Les familles albanaises expulsées du Parc Georges Bazin toujours sans solution

Ce mercredi,14h30, au 60 de la rue Antonin Perrin, à la limite de Lyon 3e, un programme immobilier est en cours.

Plusieurs petites maisons viennent d’être détruites pour qu’un superbe immeuble de 7 étages puisse prendre la place. La propriétaire de l’une de ces maisons, appareil photo à la main, immortalise le moment. Elle a vendu sa maisonnette et part vivre en appartement. Mais le palmier qu’elle a planté dans son jardin il y a 20 ans, elle ne peut se résoudre à l’abandonner. Les pelleteuses vont donc déraciner aussi doucement que possible l’arbre qui ira à Givors trouver une nouvelle terre.

 

A moins de 100 mètres de cet arbre et de ses racines, 141 personnes, des femmes, des enfants et leurs maris et pères, de nationalité albanaise, ont été expulsées mardi du Parc Georges Bazin (Lyon 3e). Comme on le rappelle à la Marie d’arrondissement, l’errance de ce groupe d’Albanais date de juillet 2016 à l’époque dans le parc Jeanne Jugan jusqu’au parc Georges Bazin en passant par celui du Sacré Cœur ou l’esplanade Mandela. Une situation inextricable : lorsque le campement se forme, les riverains alertent la Mairie du 3e au nom de la peur, des craintes pour la salubrité et, plus souvent encore, de la dignité humaine. La Mairie d’arrondissement en réfère à la Mairie centrale qui demande à la Justice une autorisation d’expulsion qu’elle obtient. L’expulsion a lieu, l’errance reprend pour les familles.
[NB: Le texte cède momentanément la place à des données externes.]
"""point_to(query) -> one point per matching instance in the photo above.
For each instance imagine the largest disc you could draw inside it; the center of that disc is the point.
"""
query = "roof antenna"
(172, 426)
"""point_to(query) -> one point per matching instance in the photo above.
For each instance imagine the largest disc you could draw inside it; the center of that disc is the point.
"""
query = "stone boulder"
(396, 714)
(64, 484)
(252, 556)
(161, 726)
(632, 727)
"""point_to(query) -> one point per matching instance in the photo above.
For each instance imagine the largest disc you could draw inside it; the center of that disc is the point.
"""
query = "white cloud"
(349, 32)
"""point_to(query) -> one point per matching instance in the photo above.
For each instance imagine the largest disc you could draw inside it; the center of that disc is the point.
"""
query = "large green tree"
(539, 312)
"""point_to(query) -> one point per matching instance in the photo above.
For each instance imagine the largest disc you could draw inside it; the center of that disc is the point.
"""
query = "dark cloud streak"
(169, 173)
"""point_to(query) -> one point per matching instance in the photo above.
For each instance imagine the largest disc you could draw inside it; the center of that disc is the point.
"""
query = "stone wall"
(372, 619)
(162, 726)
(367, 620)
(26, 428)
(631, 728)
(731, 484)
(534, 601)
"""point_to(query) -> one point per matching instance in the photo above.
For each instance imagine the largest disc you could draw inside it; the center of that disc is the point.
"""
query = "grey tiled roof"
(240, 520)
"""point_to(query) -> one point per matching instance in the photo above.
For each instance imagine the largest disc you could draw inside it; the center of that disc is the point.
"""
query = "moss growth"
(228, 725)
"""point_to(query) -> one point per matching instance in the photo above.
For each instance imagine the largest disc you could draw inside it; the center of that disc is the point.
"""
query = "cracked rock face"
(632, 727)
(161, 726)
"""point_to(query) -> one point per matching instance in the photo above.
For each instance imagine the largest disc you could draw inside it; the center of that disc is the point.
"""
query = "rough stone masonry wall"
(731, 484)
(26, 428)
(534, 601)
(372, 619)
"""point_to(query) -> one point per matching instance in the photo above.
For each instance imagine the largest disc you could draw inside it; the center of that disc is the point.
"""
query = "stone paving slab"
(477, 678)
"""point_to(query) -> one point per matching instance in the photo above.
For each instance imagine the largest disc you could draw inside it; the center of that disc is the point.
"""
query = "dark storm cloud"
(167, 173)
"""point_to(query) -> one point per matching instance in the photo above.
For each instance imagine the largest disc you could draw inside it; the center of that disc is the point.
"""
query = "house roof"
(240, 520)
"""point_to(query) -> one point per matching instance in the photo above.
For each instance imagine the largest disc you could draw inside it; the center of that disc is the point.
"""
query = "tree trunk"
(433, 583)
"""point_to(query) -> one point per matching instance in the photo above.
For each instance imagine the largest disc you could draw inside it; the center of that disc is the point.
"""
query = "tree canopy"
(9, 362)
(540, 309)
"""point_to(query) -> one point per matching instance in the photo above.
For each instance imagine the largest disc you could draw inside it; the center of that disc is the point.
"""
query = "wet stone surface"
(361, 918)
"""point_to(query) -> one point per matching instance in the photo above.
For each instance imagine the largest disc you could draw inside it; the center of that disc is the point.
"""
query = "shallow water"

La Préfecture rappelle les éléments de droit comme de faits ce dossier : entre mai 2016 et mai 2017, les demandes d’asile ont augmenté de 40 % (dont 40% du fait de personnes en provenance d’Albanie). Sachant que ces demandes d’asile sont rejetées par la France dans 85% des cas le problème n’est pas en voie de résolution. Depuis 2011, l’Albanie a été placée  sur la liste des pays d’origine sûrs.  Sylvie Guillaume - député européenne souligne le sérieux de cette procédure : "En ce qui concerne la France, cette liste de pays sûrs est votée au Conseil d'administration de l'OFPRA sur bases d'éléments objectifs concernant la situation dans les pays concernés. Malheureusement, [cette liste] est trop souvent utilisée par les États comme un instrument de régulation des flux migratoires alors que ça n’est pas du tout son but".


Bien que la Préfecture ait augmenté, entre 2011 et 2016, le nombre de places d’hébergement d’urgence (hivernal + annuel) le faisant passer de 3200 à 5600, le système est saturé et ne peut plus accueillir personne. Jean François Ploquin, qui gère avec Forum Réfugiés un centre d’hébergement à Villeurbanne, souligne l’importance des flux en provenance de l’Albanie - très loin devant le deuxième pays d’envoi : le Congo. Par ailleurs, il rappelle la spécificité du département du Rhône : "Nous sommes le 3e département en termes de demandes d’asile. Mais à Paris la pression est encore bien plus forte, ce qui fait qu’il y a une règle qui veut que tous les départements de France fournissent des places d’hébergement à Paris. Pour le Rhône c’est 37 places par semaine. Compte tenu de la pression que nous connaissons dans le Rhône - 3000 personnes qui ont fait une demande d’hébergement au titre de l’asile sont en attente -  il y a des arbitrages Paris/Rhône qui pourraient être modifiés".


Mais, concrètement, où sont les expulsés du parc Bazin, ce mercredi ? La Mairie de Villeurbanne (qui abrite le parc Vaillant Couturier où les réfugiés ont trouvé la veille quelques heures de repos avant d’être priés de quitter les lieux par les polices) n’entend pas se mêler de cette affaire, rappelant que le Maire de Lyon est également ministre de l’Intérieur. La Mairie du 3e suppose qu’une partie des familles ont trouvé refuge esplanade Nelson Mandela (entre le Fort de Montluc et les archives départementales) dans la nuit de mardi à mercredi, mais que le départ a été donné au matin du mercredi. La Mairie de Lyon renvoie vers la Préfecture.


A 21h ce mercredi pourtant, une petite soixantaine de familles avec enfants étaient toujours sur l’esplanade en question. Un policier commentait : "On ne peut pas employer la force et ils ne veulent pas partir, ça règle le problème".
 
Prendre racine, sur un terrain d’herbe, c’est déjà ça.